Ist das vom Ansatz her richtig? Das Ergebniss kommt mir irgendwie komisch vor ...


----------



## tuxedo (8. Jul 2009)

Ping-Nachrichten sind ICMP Nachrichten und sind somit nicht direkt mit den TCP und UDP Packages die man mit Java senden kann vergleichbar.

Nebenbei hat Ping auch nicht das Ziel eine Transfergeschwindigkeit zu ermitteln. Ping misst viel eher die RoundTripTime die eine ICMP Nachricht HIN und wieder ZURÜCK braucht.

Google ist dein Freund


----------



## data89 (8. Jul 2009)

Aber müsste es nicht so gehen?

Gibt es denn nirgendwo eine Anleitung bzw. wohl eher eine theoretische Abhandlung für soetwas?


----------



## tuxedo (8. Jul 2009)

Du stellst dich an.. SOll ich dir vllt. n och den exakten Code liefern????

Deine "Technik" zum errechnen ist korrekt. Aber deine Technik zum messen ist falsch.

Schreib nen Java Client und nen Java Server. Der Client schickt XXX Bytes zum Server, welcher diese erwiedern muss. Am Client misst du wielange das braucht.

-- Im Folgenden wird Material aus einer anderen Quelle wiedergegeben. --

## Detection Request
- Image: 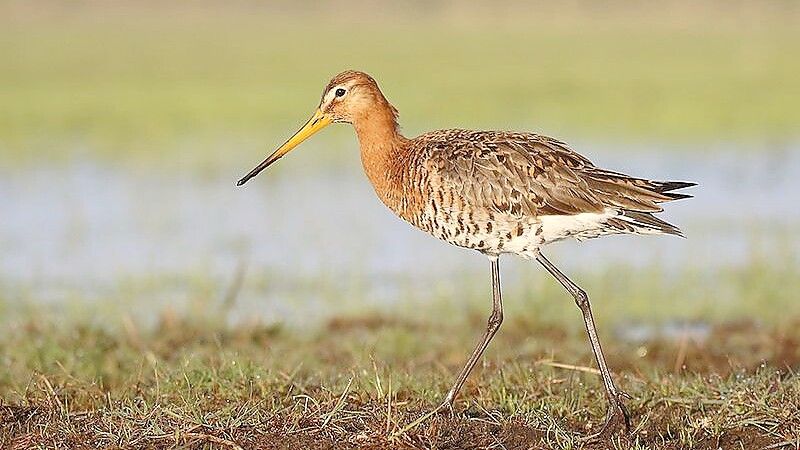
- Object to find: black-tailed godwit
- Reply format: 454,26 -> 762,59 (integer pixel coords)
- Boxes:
238,70 -> 694,436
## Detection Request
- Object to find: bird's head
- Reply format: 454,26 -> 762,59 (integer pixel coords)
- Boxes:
237,70 -> 395,186
320,70 -> 388,124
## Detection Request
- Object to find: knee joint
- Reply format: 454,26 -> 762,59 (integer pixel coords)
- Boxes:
487,311 -> 503,331
573,289 -> 589,308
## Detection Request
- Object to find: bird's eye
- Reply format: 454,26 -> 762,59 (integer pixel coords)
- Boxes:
335,88 -> 346,97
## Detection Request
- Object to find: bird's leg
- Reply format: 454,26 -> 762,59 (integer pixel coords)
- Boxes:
535,252 -> 631,437
438,257 -> 503,411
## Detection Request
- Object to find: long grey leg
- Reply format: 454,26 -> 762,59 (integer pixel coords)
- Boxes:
536,252 -> 631,432
439,256 -> 503,409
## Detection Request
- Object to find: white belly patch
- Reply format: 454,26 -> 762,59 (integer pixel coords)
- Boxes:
538,210 -> 618,244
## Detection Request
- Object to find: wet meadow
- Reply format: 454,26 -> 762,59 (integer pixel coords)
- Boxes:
2,2 -> 799,449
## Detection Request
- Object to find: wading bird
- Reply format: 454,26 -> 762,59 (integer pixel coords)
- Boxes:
237,71 -> 694,437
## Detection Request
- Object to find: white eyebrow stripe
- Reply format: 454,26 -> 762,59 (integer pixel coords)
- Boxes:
324,85 -> 344,103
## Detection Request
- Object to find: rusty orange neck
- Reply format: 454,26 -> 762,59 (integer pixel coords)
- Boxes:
352,101 -> 411,211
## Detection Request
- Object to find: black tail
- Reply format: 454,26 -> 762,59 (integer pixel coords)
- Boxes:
623,180 -> 695,236
652,180 -> 697,201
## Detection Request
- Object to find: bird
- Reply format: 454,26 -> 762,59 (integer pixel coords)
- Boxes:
237,70 -> 694,437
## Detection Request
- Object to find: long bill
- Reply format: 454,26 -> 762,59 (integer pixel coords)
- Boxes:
237,109 -> 333,186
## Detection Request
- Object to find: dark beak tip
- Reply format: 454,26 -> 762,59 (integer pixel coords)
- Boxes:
236,178 -> 247,186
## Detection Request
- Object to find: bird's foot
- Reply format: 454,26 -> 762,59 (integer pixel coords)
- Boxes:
434,394 -> 456,415
581,391 -> 632,441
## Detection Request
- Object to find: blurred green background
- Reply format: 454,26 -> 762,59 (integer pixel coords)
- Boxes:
1,1 -> 798,166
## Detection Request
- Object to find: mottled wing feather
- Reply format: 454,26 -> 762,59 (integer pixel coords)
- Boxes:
420,130 -> 676,218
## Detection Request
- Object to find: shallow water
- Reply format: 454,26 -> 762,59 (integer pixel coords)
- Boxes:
2,143 -> 799,322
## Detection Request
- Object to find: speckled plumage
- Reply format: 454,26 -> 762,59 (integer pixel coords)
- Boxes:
358,127 -> 692,259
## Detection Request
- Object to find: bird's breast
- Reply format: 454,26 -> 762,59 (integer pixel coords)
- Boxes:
360,143 -> 547,257
366,163 -> 543,257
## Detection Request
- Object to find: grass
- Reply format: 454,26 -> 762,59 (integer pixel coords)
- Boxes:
2,260 -> 799,449
1,2 -> 799,166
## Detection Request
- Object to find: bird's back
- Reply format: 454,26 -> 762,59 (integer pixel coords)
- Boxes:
383,129 -> 694,257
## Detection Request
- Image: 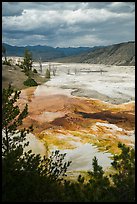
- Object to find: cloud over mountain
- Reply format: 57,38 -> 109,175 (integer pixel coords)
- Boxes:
2,2 -> 135,47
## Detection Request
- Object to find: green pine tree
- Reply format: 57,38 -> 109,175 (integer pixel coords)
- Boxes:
2,84 -> 32,156
2,84 -> 71,202
20,49 -> 33,75
110,143 -> 135,202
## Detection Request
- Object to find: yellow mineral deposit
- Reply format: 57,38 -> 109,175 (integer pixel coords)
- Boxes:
17,63 -> 135,172
18,85 -> 134,156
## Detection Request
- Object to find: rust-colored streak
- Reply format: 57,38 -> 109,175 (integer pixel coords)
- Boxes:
17,87 -> 135,154
18,87 -> 135,132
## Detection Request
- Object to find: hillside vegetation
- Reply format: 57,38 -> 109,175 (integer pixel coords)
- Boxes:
2,65 -> 46,90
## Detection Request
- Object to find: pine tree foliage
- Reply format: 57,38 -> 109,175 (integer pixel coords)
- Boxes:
20,49 -> 33,75
2,85 -> 71,202
2,84 -> 32,156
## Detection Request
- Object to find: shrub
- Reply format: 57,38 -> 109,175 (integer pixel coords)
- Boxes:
45,69 -> 50,79
3,59 -> 12,66
33,68 -> 38,73
23,77 -> 38,87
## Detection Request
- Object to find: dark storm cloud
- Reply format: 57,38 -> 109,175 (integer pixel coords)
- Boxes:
2,2 -> 135,47
2,2 -> 23,16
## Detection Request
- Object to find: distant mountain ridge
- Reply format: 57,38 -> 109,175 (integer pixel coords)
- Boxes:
2,42 -> 135,66
56,41 -> 135,66
2,43 -> 94,61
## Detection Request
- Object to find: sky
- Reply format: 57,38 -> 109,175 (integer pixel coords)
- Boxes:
2,2 -> 135,48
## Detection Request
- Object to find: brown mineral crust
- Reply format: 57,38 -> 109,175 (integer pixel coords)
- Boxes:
18,87 -> 135,134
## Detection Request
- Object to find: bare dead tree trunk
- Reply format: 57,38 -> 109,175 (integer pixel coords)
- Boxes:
5,127 -> 9,154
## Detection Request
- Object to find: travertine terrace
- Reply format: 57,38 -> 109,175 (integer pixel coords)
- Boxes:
18,63 -> 135,171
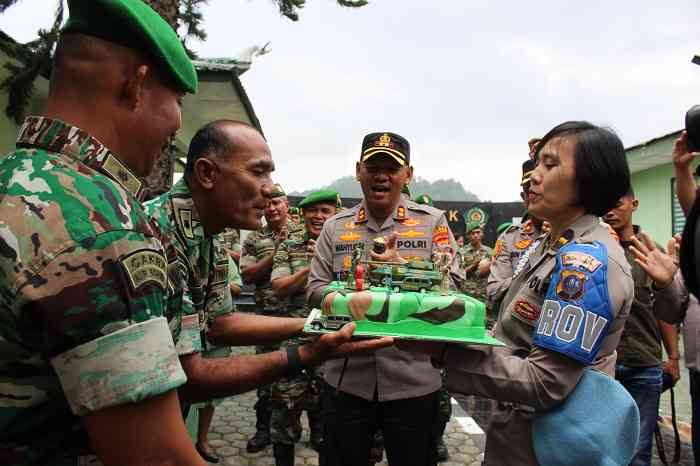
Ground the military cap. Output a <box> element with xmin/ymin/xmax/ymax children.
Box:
<box><xmin>269</xmin><ymin>183</ymin><xmax>286</xmax><ymax>198</ymax></box>
<box><xmin>415</xmin><ymin>193</ymin><xmax>433</xmax><ymax>206</ymax></box>
<box><xmin>361</xmin><ymin>132</ymin><xmax>410</xmax><ymax>166</ymax></box>
<box><xmin>521</xmin><ymin>159</ymin><xmax>535</xmax><ymax>187</ymax></box>
<box><xmin>466</xmin><ymin>221</ymin><xmax>483</xmax><ymax>233</ymax></box>
<box><xmin>298</xmin><ymin>190</ymin><xmax>342</xmax><ymax>209</ymax></box>
<box><xmin>63</xmin><ymin>0</ymin><xmax>197</xmax><ymax>94</ymax></box>
<box><xmin>533</xmin><ymin>369</ymin><xmax>639</xmax><ymax>466</ymax></box>
<box><xmin>496</xmin><ymin>222</ymin><xmax>512</xmax><ymax>236</ymax></box>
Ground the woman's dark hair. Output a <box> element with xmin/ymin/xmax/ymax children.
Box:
<box><xmin>534</xmin><ymin>121</ymin><xmax>630</xmax><ymax>217</ymax></box>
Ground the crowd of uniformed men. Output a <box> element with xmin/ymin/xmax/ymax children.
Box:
<box><xmin>0</xmin><ymin>1</ymin><xmax>695</xmax><ymax>466</ymax></box>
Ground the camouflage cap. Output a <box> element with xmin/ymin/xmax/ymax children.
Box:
<box><xmin>298</xmin><ymin>189</ymin><xmax>341</xmax><ymax>209</ymax></box>
<box><xmin>269</xmin><ymin>183</ymin><xmax>286</xmax><ymax>198</ymax></box>
<box><xmin>415</xmin><ymin>193</ymin><xmax>433</xmax><ymax>206</ymax></box>
<box><xmin>63</xmin><ymin>0</ymin><xmax>197</xmax><ymax>94</ymax></box>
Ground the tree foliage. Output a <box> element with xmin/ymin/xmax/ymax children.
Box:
<box><xmin>273</xmin><ymin>0</ymin><xmax>368</xmax><ymax>21</ymax></box>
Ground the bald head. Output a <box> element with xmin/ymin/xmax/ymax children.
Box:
<box><xmin>185</xmin><ymin>120</ymin><xmax>264</xmax><ymax>176</ymax></box>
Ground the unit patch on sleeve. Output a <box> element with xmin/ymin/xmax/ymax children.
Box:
<box><xmin>120</xmin><ymin>249</ymin><xmax>168</xmax><ymax>292</ymax></box>
<box><xmin>432</xmin><ymin>225</ymin><xmax>449</xmax><ymax>247</ymax></box>
<box><xmin>533</xmin><ymin>241</ymin><xmax>612</xmax><ymax>365</ymax></box>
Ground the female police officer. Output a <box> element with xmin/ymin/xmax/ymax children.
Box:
<box><xmin>404</xmin><ymin>121</ymin><xmax>636</xmax><ymax>465</ymax></box>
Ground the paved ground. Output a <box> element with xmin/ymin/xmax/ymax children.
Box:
<box><xmin>196</xmin><ymin>346</ymin><xmax>483</xmax><ymax>465</ymax></box>
<box><xmin>194</xmin><ymin>345</ymin><xmax>698</xmax><ymax>465</ymax></box>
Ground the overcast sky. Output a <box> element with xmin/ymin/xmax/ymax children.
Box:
<box><xmin>2</xmin><ymin>1</ymin><xmax>700</xmax><ymax>201</ymax></box>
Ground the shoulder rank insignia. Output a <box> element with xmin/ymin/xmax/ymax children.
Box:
<box><xmin>396</xmin><ymin>206</ymin><xmax>406</xmax><ymax>220</ymax></box>
<box><xmin>514</xmin><ymin>239</ymin><xmax>533</xmax><ymax>250</ymax></box>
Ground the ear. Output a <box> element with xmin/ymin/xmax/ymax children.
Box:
<box><xmin>355</xmin><ymin>161</ymin><xmax>362</xmax><ymax>181</ymax></box>
<box><xmin>405</xmin><ymin>165</ymin><xmax>414</xmax><ymax>184</ymax></box>
<box><xmin>193</xmin><ymin>158</ymin><xmax>217</xmax><ymax>190</ymax></box>
<box><xmin>123</xmin><ymin>64</ymin><xmax>149</xmax><ymax>110</ymax></box>
<box><xmin>631</xmin><ymin>198</ymin><xmax>639</xmax><ymax>211</ymax></box>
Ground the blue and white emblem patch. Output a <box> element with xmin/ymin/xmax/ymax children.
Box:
<box><xmin>532</xmin><ymin>241</ymin><xmax>612</xmax><ymax>365</ymax></box>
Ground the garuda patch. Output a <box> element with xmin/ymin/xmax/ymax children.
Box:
<box><xmin>556</xmin><ymin>270</ymin><xmax>586</xmax><ymax>301</ymax></box>
<box><xmin>120</xmin><ymin>249</ymin><xmax>167</xmax><ymax>292</ymax></box>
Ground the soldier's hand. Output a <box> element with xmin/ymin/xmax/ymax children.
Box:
<box><xmin>370</xmin><ymin>233</ymin><xmax>406</xmax><ymax>264</ymax></box>
<box><xmin>299</xmin><ymin>323</ymin><xmax>394</xmax><ymax>366</ymax></box>
<box><xmin>672</xmin><ymin>131</ymin><xmax>698</xmax><ymax>170</ymax></box>
<box><xmin>629</xmin><ymin>233</ymin><xmax>678</xmax><ymax>288</ymax></box>
<box><xmin>477</xmin><ymin>258</ymin><xmax>491</xmax><ymax>277</ymax></box>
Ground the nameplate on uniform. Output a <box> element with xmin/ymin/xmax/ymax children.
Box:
<box><xmin>120</xmin><ymin>249</ymin><xmax>167</xmax><ymax>292</ymax></box>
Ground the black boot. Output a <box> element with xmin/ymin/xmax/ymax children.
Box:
<box><xmin>307</xmin><ymin>410</ymin><xmax>323</xmax><ymax>452</ymax></box>
<box><xmin>435</xmin><ymin>421</ymin><xmax>449</xmax><ymax>462</ymax></box>
<box><xmin>247</xmin><ymin>398</ymin><xmax>271</xmax><ymax>453</ymax></box>
<box><xmin>273</xmin><ymin>443</ymin><xmax>295</xmax><ymax>466</ymax></box>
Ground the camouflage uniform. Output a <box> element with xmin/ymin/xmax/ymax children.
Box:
<box><xmin>269</xmin><ymin>228</ymin><xmax>323</xmax><ymax>447</ymax></box>
<box><xmin>144</xmin><ymin>178</ymin><xmax>235</xmax><ymax>416</ymax></box>
<box><xmin>0</xmin><ymin>117</ymin><xmax>186</xmax><ymax>466</ymax></box>
<box><xmin>240</xmin><ymin>220</ymin><xmax>296</xmax><ymax>445</ymax></box>
<box><xmin>221</xmin><ymin>227</ymin><xmax>241</xmax><ymax>256</ymax></box>
<box><xmin>460</xmin><ymin>243</ymin><xmax>493</xmax><ymax>302</ymax></box>
<box><xmin>143</xmin><ymin>178</ymin><xmax>234</xmax><ymax>358</ymax></box>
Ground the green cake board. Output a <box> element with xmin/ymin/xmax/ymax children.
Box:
<box><xmin>303</xmin><ymin>282</ymin><xmax>504</xmax><ymax>346</ymax></box>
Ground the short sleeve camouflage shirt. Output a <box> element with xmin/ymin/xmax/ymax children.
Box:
<box><xmin>271</xmin><ymin>227</ymin><xmax>312</xmax><ymax>314</ymax></box>
<box><xmin>240</xmin><ymin>220</ymin><xmax>296</xmax><ymax>313</ymax></box>
<box><xmin>0</xmin><ymin>117</ymin><xmax>185</xmax><ymax>465</ymax></box>
<box><xmin>143</xmin><ymin>178</ymin><xmax>234</xmax><ymax>354</ymax></box>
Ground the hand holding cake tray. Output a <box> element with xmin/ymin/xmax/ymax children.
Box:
<box><xmin>304</xmin><ymin>242</ymin><xmax>503</xmax><ymax>346</ymax></box>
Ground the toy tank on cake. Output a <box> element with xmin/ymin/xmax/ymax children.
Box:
<box><xmin>305</xmin><ymin>245</ymin><xmax>502</xmax><ymax>345</ymax></box>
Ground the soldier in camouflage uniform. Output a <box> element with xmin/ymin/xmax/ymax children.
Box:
<box><xmin>460</xmin><ymin>222</ymin><xmax>493</xmax><ymax>304</ymax></box>
<box><xmin>0</xmin><ymin>1</ymin><xmax>209</xmax><ymax>464</ymax></box>
<box><xmin>241</xmin><ymin>183</ymin><xmax>297</xmax><ymax>453</ymax></box>
<box><xmin>222</xmin><ymin>227</ymin><xmax>241</xmax><ymax>263</ymax></box>
<box><xmin>269</xmin><ymin>190</ymin><xmax>341</xmax><ymax>465</ymax></box>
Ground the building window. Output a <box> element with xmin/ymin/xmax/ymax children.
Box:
<box><xmin>671</xmin><ymin>177</ymin><xmax>698</xmax><ymax>235</ymax></box>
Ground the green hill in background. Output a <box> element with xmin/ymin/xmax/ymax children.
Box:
<box><xmin>289</xmin><ymin>176</ymin><xmax>480</xmax><ymax>202</ymax></box>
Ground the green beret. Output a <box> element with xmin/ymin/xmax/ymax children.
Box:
<box><xmin>401</xmin><ymin>184</ymin><xmax>411</xmax><ymax>197</ymax></box>
<box><xmin>415</xmin><ymin>193</ymin><xmax>433</xmax><ymax>206</ymax></box>
<box><xmin>496</xmin><ymin>222</ymin><xmax>512</xmax><ymax>236</ymax></box>
<box><xmin>288</xmin><ymin>207</ymin><xmax>300</xmax><ymax>215</ymax></box>
<box><xmin>269</xmin><ymin>183</ymin><xmax>286</xmax><ymax>198</ymax></box>
<box><xmin>299</xmin><ymin>190</ymin><xmax>341</xmax><ymax>209</ymax></box>
<box><xmin>466</xmin><ymin>221</ymin><xmax>483</xmax><ymax>233</ymax></box>
<box><xmin>63</xmin><ymin>0</ymin><xmax>197</xmax><ymax>94</ymax></box>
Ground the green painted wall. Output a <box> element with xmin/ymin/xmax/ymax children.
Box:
<box><xmin>630</xmin><ymin>162</ymin><xmax>674</xmax><ymax>245</ymax></box>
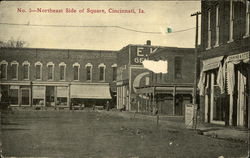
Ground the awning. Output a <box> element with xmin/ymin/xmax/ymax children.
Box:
<box><xmin>70</xmin><ymin>84</ymin><xmax>111</xmax><ymax>99</ymax></box>
<box><xmin>203</xmin><ymin>56</ymin><xmax>224</xmax><ymax>71</ymax></box>
<box><xmin>33</xmin><ymin>86</ymin><xmax>45</xmax><ymax>99</ymax></box>
<box><xmin>57</xmin><ymin>86</ymin><xmax>68</xmax><ymax>97</ymax></box>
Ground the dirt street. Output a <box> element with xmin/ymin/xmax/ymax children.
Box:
<box><xmin>1</xmin><ymin>111</ymin><xmax>248</xmax><ymax>158</ymax></box>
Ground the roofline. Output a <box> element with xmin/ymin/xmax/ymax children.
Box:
<box><xmin>0</xmin><ymin>47</ymin><xmax>118</xmax><ymax>53</ymax></box>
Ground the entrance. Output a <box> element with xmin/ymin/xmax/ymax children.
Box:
<box><xmin>21</xmin><ymin>88</ymin><xmax>30</xmax><ymax>105</ymax></box>
<box><xmin>46</xmin><ymin>86</ymin><xmax>55</xmax><ymax>107</ymax></box>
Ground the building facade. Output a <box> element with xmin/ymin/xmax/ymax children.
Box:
<box><xmin>0</xmin><ymin>48</ymin><xmax>117</xmax><ymax>109</ymax></box>
<box><xmin>136</xmin><ymin>47</ymin><xmax>195</xmax><ymax>115</ymax></box>
<box><xmin>198</xmin><ymin>0</ymin><xmax>249</xmax><ymax>128</ymax></box>
<box><xmin>116</xmin><ymin>41</ymin><xmax>166</xmax><ymax>111</ymax></box>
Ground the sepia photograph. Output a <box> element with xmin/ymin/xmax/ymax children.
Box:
<box><xmin>0</xmin><ymin>0</ymin><xmax>249</xmax><ymax>157</ymax></box>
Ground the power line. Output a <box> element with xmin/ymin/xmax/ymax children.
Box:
<box><xmin>0</xmin><ymin>22</ymin><xmax>198</xmax><ymax>34</ymax></box>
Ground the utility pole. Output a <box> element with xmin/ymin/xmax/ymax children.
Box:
<box><xmin>191</xmin><ymin>11</ymin><xmax>201</xmax><ymax>130</ymax></box>
<box><xmin>191</xmin><ymin>11</ymin><xmax>201</xmax><ymax>105</ymax></box>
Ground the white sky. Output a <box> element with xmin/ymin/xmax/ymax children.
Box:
<box><xmin>0</xmin><ymin>1</ymin><xmax>201</xmax><ymax>50</ymax></box>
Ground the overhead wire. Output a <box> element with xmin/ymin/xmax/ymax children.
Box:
<box><xmin>0</xmin><ymin>22</ymin><xmax>199</xmax><ymax>35</ymax></box>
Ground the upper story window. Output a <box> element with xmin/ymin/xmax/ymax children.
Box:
<box><xmin>207</xmin><ymin>9</ymin><xmax>212</xmax><ymax>49</ymax></box>
<box><xmin>10</xmin><ymin>61</ymin><xmax>19</xmax><ymax>80</ymax></box>
<box><xmin>85</xmin><ymin>63</ymin><xmax>92</xmax><ymax>81</ymax></box>
<box><xmin>0</xmin><ymin>60</ymin><xmax>8</xmax><ymax>80</ymax></box>
<box><xmin>244</xmin><ymin>0</ymin><xmax>250</xmax><ymax>37</ymax></box>
<box><xmin>215</xmin><ymin>5</ymin><xmax>220</xmax><ymax>47</ymax></box>
<box><xmin>228</xmin><ymin>0</ymin><xmax>234</xmax><ymax>42</ymax></box>
<box><xmin>73</xmin><ymin>62</ymin><xmax>80</xmax><ymax>81</ymax></box>
<box><xmin>35</xmin><ymin>61</ymin><xmax>42</xmax><ymax>80</ymax></box>
<box><xmin>22</xmin><ymin>61</ymin><xmax>30</xmax><ymax>80</ymax></box>
<box><xmin>112</xmin><ymin>63</ymin><xmax>117</xmax><ymax>81</ymax></box>
<box><xmin>47</xmin><ymin>62</ymin><xmax>54</xmax><ymax>80</ymax></box>
<box><xmin>98</xmin><ymin>63</ymin><xmax>106</xmax><ymax>81</ymax></box>
<box><xmin>59</xmin><ymin>62</ymin><xmax>66</xmax><ymax>81</ymax></box>
<box><xmin>174</xmin><ymin>57</ymin><xmax>182</xmax><ymax>79</ymax></box>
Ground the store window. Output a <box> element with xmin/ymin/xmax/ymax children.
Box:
<box><xmin>174</xmin><ymin>57</ymin><xmax>182</xmax><ymax>79</ymax></box>
<box><xmin>98</xmin><ymin>63</ymin><xmax>106</xmax><ymax>81</ymax></box>
<box><xmin>9</xmin><ymin>86</ymin><xmax>19</xmax><ymax>105</ymax></box>
<box><xmin>11</xmin><ymin>61</ymin><xmax>19</xmax><ymax>80</ymax></box>
<box><xmin>22</xmin><ymin>61</ymin><xmax>30</xmax><ymax>80</ymax></box>
<box><xmin>73</xmin><ymin>62</ymin><xmax>80</xmax><ymax>81</ymax></box>
<box><xmin>35</xmin><ymin>62</ymin><xmax>42</xmax><ymax>80</ymax></box>
<box><xmin>0</xmin><ymin>60</ymin><xmax>8</xmax><ymax>79</ymax></box>
<box><xmin>85</xmin><ymin>63</ymin><xmax>92</xmax><ymax>81</ymax></box>
<box><xmin>47</xmin><ymin>62</ymin><xmax>54</xmax><ymax>80</ymax></box>
<box><xmin>59</xmin><ymin>62</ymin><xmax>66</xmax><ymax>81</ymax></box>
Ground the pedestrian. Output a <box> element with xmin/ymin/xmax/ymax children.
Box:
<box><xmin>106</xmin><ymin>101</ymin><xmax>110</xmax><ymax>111</ymax></box>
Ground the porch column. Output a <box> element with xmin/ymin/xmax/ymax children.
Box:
<box><xmin>67</xmin><ymin>84</ymin><xmax>71</xmax><ymax>109</ymax></box>
<box><xmin>210</xmin><ymin>73</ymin><xmax>215</xmax><ymax>123</ymax></box>
<box><xmin>173</xmin><ymin>86</ymin><xmax>176</xmax><ymax>116</ymax></box>
<box><xmin>204</xmin><ymin>73</ymin><xmax>209</xmax><ymax>122</ymax></box>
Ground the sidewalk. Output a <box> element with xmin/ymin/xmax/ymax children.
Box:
<box><xmin>100</xmin><ymin>110</ymin><xmax>249</xmax><ymax>143</ymax></box>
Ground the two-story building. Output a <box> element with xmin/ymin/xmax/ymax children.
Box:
<box><xmin>136</xmin><ymin>47</ymin><xmax>195</xmax><ymax>116</ymax></box>
<box><xmin>0</xmin><ymin>48</ymin><xmax>117</xmax><ymax>109</ymax></box>
<box><xmin>198</xmin><ymin>0</ymin><xmax>249</xmax><ymax>128</ymax></box>
<box><xmin>116</xmin><ymin>41</ymin><xmax>166</xmax><ymax>111</ymax></box>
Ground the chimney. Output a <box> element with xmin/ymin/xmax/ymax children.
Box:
<box><xmin>146</xmin><ymin>40</ymin><xmax>151</xmax><ymax>45</ymax></box>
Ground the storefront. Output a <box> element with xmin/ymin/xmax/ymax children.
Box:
<box><xmin>70</xmin><ymin>83</ymin><xmax>112</xmax><ymax>107</ymax></box>
<box><xmin>136</xmin><ymin>86</ymin><xmax>193</xmax><ymax>116</ymax></box>
<box><xmin>199</xmin><ymin>51</ymin><xmax>249</xmax><ymax>127</ymax></box>
<box><xmin>32</xmin><ymin>86</ymin><xmax>46</xmax><ymax>106</ymax></box>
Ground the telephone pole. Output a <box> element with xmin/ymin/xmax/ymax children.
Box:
<box><xmin>191</xmin><ymin>11</ymin><xmax>201</xmax><ymax>105</ymax></box>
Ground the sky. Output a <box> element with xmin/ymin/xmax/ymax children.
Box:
<box><xmin>0</xmin><ymin>1</ymin><xmax>201</xmax><ymax>50</ymax></box>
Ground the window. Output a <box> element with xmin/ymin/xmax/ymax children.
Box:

Aus dem Wissen wieviel bytes du geschickt hast und wieviel Zeit vergangen ist kannst du die Geschwindigkeit ermitteln.

Je nachdem welche Buffergröße du benutzt hast, welche Paketgröße du benutzt, ob der Nagle-Algo aktiv ist oder nicht, ob du UDP oder TCP benutzt oder nicht, je nachdem wird das Ergebnis ausfallen.

- Alex


----------



## data89 (8. Jul 2009)

Danke für Deine Geduld mit mir


----------